Similarly, Manchin didn't lay out his demands on voting rights until Sen. Chuck Schumer scheduled a vote on the For the People Act. Schumer agreed to make Manchin's demands the first vote on a series of amendments to the bill, some of which would also help prevent election subversion and address concerns from election administrators. Having done so, Manchin became the 50th vote to break a Republican filibuster on the bill, giving Democrats a united front against Republican obstruction on voting rights, but still falling 10 votes short of actually starting debate. Schumer called that vote "the starting gun, not the finish line" and said Democrats would take further action.

Process matters.

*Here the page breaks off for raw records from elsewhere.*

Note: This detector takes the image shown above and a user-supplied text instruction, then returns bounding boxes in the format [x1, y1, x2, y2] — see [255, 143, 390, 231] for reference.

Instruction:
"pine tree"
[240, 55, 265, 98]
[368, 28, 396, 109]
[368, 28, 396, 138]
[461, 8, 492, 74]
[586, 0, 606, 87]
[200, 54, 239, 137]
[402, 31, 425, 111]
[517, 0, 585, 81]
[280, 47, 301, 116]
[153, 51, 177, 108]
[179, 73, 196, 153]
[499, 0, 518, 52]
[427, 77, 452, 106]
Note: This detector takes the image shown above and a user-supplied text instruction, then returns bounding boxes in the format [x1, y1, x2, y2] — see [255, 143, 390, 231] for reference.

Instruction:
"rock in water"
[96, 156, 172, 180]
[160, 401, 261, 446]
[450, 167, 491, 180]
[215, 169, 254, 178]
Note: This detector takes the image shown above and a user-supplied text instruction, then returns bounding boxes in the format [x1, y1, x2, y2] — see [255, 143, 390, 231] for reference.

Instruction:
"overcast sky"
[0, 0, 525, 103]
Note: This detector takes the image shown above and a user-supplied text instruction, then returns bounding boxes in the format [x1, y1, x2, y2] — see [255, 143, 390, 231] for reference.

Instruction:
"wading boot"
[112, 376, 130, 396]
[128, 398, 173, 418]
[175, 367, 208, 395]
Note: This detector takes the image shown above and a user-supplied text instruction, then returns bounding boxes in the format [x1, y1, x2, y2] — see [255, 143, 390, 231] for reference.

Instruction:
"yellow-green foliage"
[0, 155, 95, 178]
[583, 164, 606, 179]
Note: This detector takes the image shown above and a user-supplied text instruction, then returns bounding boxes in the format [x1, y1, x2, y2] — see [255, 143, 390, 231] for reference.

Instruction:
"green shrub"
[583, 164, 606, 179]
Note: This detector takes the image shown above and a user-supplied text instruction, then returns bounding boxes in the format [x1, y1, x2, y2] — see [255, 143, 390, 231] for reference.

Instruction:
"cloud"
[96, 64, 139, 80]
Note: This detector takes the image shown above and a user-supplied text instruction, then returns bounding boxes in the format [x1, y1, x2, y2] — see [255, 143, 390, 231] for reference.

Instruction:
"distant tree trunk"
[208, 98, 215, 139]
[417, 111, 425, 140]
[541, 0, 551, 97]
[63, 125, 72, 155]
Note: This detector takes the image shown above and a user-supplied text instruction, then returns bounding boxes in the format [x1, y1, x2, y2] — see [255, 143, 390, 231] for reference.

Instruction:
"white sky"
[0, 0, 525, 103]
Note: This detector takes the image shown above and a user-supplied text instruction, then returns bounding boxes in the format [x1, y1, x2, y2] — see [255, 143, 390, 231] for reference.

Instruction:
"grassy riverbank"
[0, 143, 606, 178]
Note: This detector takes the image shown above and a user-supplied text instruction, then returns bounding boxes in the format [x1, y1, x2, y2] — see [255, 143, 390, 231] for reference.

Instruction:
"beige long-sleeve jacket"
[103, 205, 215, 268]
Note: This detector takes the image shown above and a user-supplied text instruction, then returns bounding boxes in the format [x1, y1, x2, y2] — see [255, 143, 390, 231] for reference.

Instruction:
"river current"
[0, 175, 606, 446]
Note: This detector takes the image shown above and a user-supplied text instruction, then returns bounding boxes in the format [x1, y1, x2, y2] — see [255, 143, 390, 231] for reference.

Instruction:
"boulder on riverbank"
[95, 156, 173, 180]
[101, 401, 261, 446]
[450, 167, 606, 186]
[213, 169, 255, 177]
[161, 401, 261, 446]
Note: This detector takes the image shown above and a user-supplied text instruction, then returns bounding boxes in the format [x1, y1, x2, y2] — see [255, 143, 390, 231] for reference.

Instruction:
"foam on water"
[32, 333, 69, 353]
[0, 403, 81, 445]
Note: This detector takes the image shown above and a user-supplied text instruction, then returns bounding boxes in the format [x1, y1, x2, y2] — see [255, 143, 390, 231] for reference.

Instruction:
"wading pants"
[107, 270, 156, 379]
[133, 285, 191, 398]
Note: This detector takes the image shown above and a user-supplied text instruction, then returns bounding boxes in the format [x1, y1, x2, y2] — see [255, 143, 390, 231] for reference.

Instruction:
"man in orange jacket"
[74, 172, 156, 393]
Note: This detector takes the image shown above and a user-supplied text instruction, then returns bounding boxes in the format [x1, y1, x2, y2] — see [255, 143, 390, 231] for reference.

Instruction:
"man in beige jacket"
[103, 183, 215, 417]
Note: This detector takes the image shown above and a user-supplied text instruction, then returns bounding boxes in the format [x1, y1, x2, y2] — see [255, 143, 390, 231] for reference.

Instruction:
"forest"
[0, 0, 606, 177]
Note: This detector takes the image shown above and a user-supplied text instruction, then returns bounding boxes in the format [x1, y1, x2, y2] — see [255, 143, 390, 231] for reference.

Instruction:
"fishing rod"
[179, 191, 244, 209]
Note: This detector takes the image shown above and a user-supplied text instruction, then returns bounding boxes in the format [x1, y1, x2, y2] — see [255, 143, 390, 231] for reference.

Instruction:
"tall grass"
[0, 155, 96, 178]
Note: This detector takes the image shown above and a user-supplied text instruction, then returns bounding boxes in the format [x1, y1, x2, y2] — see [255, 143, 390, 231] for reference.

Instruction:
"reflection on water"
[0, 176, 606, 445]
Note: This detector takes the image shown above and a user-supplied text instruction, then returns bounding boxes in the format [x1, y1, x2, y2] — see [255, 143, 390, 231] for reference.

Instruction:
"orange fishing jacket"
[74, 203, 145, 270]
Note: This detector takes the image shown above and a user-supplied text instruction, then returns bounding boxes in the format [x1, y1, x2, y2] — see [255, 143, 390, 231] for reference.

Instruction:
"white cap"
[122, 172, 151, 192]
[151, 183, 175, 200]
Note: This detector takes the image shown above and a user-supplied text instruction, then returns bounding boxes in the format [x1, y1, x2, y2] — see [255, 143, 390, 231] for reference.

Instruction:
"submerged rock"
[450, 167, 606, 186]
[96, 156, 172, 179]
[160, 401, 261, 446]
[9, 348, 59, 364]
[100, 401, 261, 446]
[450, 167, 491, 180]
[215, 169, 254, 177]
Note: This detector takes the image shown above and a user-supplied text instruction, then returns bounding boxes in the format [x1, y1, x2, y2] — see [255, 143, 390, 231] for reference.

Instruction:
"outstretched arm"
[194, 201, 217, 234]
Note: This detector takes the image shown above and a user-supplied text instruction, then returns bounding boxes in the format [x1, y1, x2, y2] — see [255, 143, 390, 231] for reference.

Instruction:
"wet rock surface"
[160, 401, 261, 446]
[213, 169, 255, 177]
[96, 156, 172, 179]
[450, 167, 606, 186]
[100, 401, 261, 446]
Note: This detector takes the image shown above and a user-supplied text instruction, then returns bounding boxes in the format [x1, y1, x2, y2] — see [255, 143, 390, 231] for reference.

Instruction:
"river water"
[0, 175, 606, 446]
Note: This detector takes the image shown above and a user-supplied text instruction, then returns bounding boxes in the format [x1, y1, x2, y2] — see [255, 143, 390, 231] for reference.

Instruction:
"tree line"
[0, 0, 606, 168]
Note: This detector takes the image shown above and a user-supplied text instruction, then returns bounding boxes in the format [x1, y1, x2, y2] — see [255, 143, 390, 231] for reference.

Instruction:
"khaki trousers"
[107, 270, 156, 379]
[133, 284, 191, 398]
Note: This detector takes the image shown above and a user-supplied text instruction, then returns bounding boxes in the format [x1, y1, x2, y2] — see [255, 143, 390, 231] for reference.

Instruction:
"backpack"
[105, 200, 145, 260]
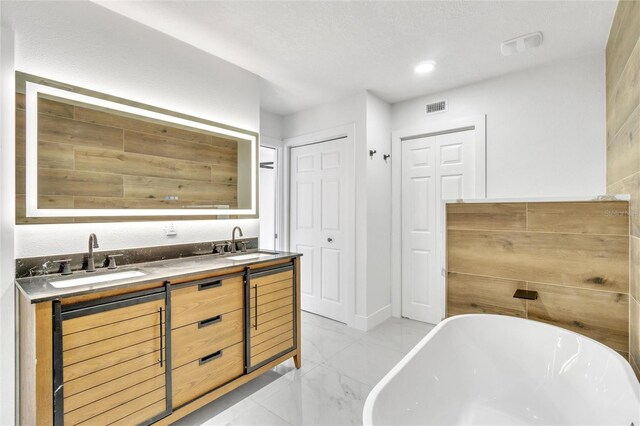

And in the Senate, process is power. Advocates have expended considerable time and energy trying to guess what Manchin might want out of various bills and proposals. But we probably can't figure that out ahead of time. It's like asking a poker player to show you their hand before betting is complete.

Indeed, Osnos poses this question—what do you want?—directly to Manchin. But he doesn't answer:

In his office, I told him that much of Washington was asking a version of the same question: What does Joe Manchin really want? He flashed an irritated smile. “Can you believe that? It’s like I came here to hold people hostage,” he said. He repeated the question back to me. “What does Joe Manchin want? Son of a bitch—they think that they can spend a billion dollars or a hundred million dollars and that’ll take care of making it right?” He went on, “They want me to change. To agree. I say, No, I’m not going to change.”

This dynamic is immensely frustrating for advocates as well as other Democrats, but it's also important to realize that while advocates don't have direct influence over Manchin, they can get attention, respect and action from Sen. Schumer, other Democrats in the Senate and President Biden. This sort of multi-pronged strategy is what Indivisible and other democracy advocates have articulated for a while, especially as various state deadlines loom for updating any processes related to elections.

As we get closer to the midterms, senators traditionally become more reluctant to take substantive action on anything, preferring to see what coalitions emerge from the next election. In 2009 and 2010, with a far larger majority, Democrats lacked the will to change the body's rules and lost the opportunity to act on climate, voting rights and other priorities. They also remain a heartbeat away from losing their very narrow majority in the Senate today, temporarily or permanently, just as Sen. Ted Kennedy's death in 2009 imperiled a significant portion of Obama's agenda.

When climate legislation died, advocates portrayed it as Sen. Harry Reid, the majority leader at the time, giving them the bad news. But at the same time, no bill ever came up for a vote. For many of today's priorities, we simply won't know what might happen until Senate leaders schedule votes. That process choice is an exercise of power—it's what pushes Manchin, or any other recalcitrant senator—to figure out what they really want.